If you are a regular exporter or importer, you will know shipping delays can cost you heavily and lead to missed delivery deadlines. Delays can also result in congestion in the ports, crowding in the container yards, and needless demurrage and detention charges. The most frustrating thing about shipping delays is you can do very little about them.
Causes of Port Delays
According to the International Monetary fund (IMF), ocean freight accounts for more than 80% of the world’s trade. You can experience delays even if the ships arrive on schedule, but the loading and unloading take more time than anticipated. Some of the most common causes of port delays include:
Sub-optimal infrastructure capacity: The extent and sophistication of port infrastructure are critical for its smooth operation and ability to handle large freight volumes. Surprisingly, many ports do not have an adequate or technologically advanced infrastructure to handle the freight efficiently. The lack of machinery and equipment, in addition to labor, causes bottlenecks and resultant delays.

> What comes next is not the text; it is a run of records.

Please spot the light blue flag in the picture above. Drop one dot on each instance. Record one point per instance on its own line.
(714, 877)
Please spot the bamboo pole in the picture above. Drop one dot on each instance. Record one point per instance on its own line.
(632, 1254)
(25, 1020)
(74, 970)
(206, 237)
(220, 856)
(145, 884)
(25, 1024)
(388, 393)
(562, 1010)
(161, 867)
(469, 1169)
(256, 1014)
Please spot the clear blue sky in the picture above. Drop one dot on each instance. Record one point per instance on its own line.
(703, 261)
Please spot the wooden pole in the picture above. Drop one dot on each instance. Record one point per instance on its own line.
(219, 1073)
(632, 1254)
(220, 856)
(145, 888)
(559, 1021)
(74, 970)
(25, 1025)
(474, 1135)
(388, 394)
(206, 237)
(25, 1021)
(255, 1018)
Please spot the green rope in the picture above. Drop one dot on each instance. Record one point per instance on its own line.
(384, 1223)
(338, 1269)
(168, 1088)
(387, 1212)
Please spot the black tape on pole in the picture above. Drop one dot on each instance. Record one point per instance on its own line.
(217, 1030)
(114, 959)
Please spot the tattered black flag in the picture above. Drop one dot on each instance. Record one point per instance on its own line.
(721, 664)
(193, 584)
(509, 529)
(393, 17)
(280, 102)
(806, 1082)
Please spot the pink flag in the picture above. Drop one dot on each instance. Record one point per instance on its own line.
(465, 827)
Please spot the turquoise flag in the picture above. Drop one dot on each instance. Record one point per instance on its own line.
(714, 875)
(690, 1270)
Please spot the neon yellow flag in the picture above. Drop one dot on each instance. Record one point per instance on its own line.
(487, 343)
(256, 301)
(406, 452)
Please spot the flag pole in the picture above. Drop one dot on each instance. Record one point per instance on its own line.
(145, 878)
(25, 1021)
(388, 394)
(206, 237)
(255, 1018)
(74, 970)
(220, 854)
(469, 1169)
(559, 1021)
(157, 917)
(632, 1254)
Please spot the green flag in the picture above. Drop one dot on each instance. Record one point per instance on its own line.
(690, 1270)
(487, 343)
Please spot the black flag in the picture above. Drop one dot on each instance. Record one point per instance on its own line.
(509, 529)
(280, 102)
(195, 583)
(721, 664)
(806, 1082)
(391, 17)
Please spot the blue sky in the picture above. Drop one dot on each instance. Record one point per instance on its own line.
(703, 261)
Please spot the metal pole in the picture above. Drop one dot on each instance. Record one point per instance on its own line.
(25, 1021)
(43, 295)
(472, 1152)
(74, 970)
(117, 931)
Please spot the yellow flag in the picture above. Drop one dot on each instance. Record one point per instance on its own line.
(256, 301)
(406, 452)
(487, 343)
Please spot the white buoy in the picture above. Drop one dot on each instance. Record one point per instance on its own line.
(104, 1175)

Container imbalance: If shippers use certain ports primarily as entry points, it can result in the container piling up and causing congestion. However, by using technically advanced software solution like cargo runner shippers can have more control, transparency, and visibility of cargo to improve productivity and customer satisfaction.
Unforeseen events: Ocean freight is fraught with several unpredictable events and circumstances. For example, the weather can be bad, there can be accidents, epidemics, or you could have political or industrial unrest. All these events can happen without notice and cause supply chain disruption and delays.
Customs clearance: Customs departments worldwide follow strict rules and regulations. The lack of proper shipping documents can hold up container clearance, causing delays and port congestion.
Lack of automation: Even though leading ports have recognized the benefits of automation, many ports still depend heavily on manual processes. The lack of advanced automated and digital freight handling and logistics solutions reduces operational efficiency and causes delays.
Labor shortage: Ports need a lot of labor to handle the many manual tasks. In many ports, consignments get habitually delayed due to the shortage of warehouse workers, dock workers, and truckers.
Effect of Port Delays
Port delays have multiple impacts. Manufacturing of products gets delayed if raw materials and components don’t arrive on time, and sales can slow down if the finished goods can’t reach the markets. Delays mean more inventories stockpiled, seriously affecting the cash flows. The risk of damage to cargo, especially perishable goods like drugs and food, increases the longer they take to arrive at their destinations. Port delays increase the consumption of fossil fuels that power ships and port machinery releasing more greenhouse gases and pollution. Moreover, shippers have to pay detention charges and demurrage unnecessarily.
While it is easy to understand the causes and effects of port delays, there is very little shippers can do. However, they can avoid delays by avoiding congested ports, redistributing cargo among several vessels to increase the chances of at least part of the cargo not getting delayed, and leveraging automation and digital technologies like real-time container tracking.